A director owes his fiduciary duties to the company to which he is controlling, those duties have now been incorporated into statute. A brief selection of the duties a director owes are as follows: duty to promote the success of the company (s 172); duty to exercise independent judgement (s 173); duty to exercise reasonable care, skill and diligence (s 174); duty to avoid conflicts of interest (s 175).
Where there are conflicts of interests (s 175), the company may waive (presumably by the board of directors) its interest by implementing a clause in the articles of association (s 180). This was made clear in the case of Boulting v Association of Cinematograph, Television and Allied Technicians [1963] 2 QB 606 per Upjohn LJ.
However, this precedent does not permit the waiver of the section 172 duty, this is an inexorable duty. Section 172 is an important feature because it upholds the “enlightened shareholder value” approach which embraces the stakeholder approach without sacrificing the interests of the shareholders.
A nominee director is authorised to take into consideration the interests of his or her appointer, but only under the condition that they coincide with that of the company and that his decision as a director is made in what he bona fide considers to be in the best interests of the company.
In any event that the interests collide and one must prevail, the duty to the company trumps that of to the nominator. There may some slight pliability in a small “close” company, but, customarily directors’ duties are sacrosanct.

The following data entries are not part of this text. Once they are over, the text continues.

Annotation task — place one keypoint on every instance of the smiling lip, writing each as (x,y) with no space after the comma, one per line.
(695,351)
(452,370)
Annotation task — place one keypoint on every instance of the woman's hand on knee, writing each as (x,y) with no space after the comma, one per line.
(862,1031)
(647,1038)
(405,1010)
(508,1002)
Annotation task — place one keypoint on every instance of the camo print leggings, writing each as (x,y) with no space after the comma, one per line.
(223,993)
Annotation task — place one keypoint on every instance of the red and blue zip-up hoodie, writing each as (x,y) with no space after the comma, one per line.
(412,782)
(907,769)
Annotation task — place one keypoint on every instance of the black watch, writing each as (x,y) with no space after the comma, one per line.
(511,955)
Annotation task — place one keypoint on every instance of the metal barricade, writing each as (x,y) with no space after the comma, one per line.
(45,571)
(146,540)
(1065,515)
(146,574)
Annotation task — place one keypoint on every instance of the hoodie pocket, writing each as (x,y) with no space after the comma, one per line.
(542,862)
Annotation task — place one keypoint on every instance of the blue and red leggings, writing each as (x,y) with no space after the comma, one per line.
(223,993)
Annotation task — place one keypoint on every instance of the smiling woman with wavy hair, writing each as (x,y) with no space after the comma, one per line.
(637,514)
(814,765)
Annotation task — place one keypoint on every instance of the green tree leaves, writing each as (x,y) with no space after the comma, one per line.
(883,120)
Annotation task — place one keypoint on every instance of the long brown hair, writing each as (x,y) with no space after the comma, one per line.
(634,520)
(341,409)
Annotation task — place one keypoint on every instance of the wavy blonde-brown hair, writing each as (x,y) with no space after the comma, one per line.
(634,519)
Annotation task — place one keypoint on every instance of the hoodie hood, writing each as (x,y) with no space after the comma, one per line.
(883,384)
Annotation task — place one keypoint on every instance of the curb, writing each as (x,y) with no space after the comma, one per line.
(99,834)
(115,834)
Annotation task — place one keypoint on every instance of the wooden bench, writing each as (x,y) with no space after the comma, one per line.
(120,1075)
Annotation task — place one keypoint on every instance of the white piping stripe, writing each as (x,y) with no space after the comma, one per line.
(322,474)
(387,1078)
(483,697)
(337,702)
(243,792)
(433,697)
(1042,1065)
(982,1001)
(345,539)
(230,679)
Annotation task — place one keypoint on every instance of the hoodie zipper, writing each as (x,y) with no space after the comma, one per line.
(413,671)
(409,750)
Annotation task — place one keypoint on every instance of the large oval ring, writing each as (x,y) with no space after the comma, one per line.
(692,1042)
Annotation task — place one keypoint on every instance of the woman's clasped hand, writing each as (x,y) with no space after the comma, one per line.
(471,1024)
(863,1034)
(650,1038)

Fraudulent Use of Nominee Directors
It has been frequently picked up on that the use of nominee directors has been used by disqualified directors. Online services offer the ability to acquire a fictitious nominee director to be added to the documentation of a company, all at the click of a button and a small nominal fee. There is no public register for the nominators, the only name is that of the nominee, thus adding a level fraudulent protection for the wrongdoers.
Concluding Thoughts
It is evident that a nominee director is placed in unfavourable position. The desire to uphold and implement his appointers interests will always be key concern of the nominee, but the current position at law tends to ignore the commercial reality aspect of a nominee director. The law as it stands persists to hold its ground in that the nominee director must put forward the interests of the company, before that of the nominator, and only if they coincide can they be taken into consideration.
There is always space for reform, especially with the history of company law in the UK. A considerable approach would be that of New Zealand Companies Act 1993(section 131(2)(3)(4)). They have incorporated legislation to facilitate and recognise the position of the nominee director. They list a few instances where a company may waive their interests for that of the holding company, part of the act reads:
‘A director of a company that is a wholly-owned subsidiary may, when exercising powers or performing duties as a director, if expressly permitted to do so by the constitution of the company, act in a manner which he or she believes is in the best interests of that company’s holding company even though it may not be in the best interests of the company.’
Enacting legislation such as the New Zealand approach would help alleviate the problems that nominee directors are currently facing in the UK today.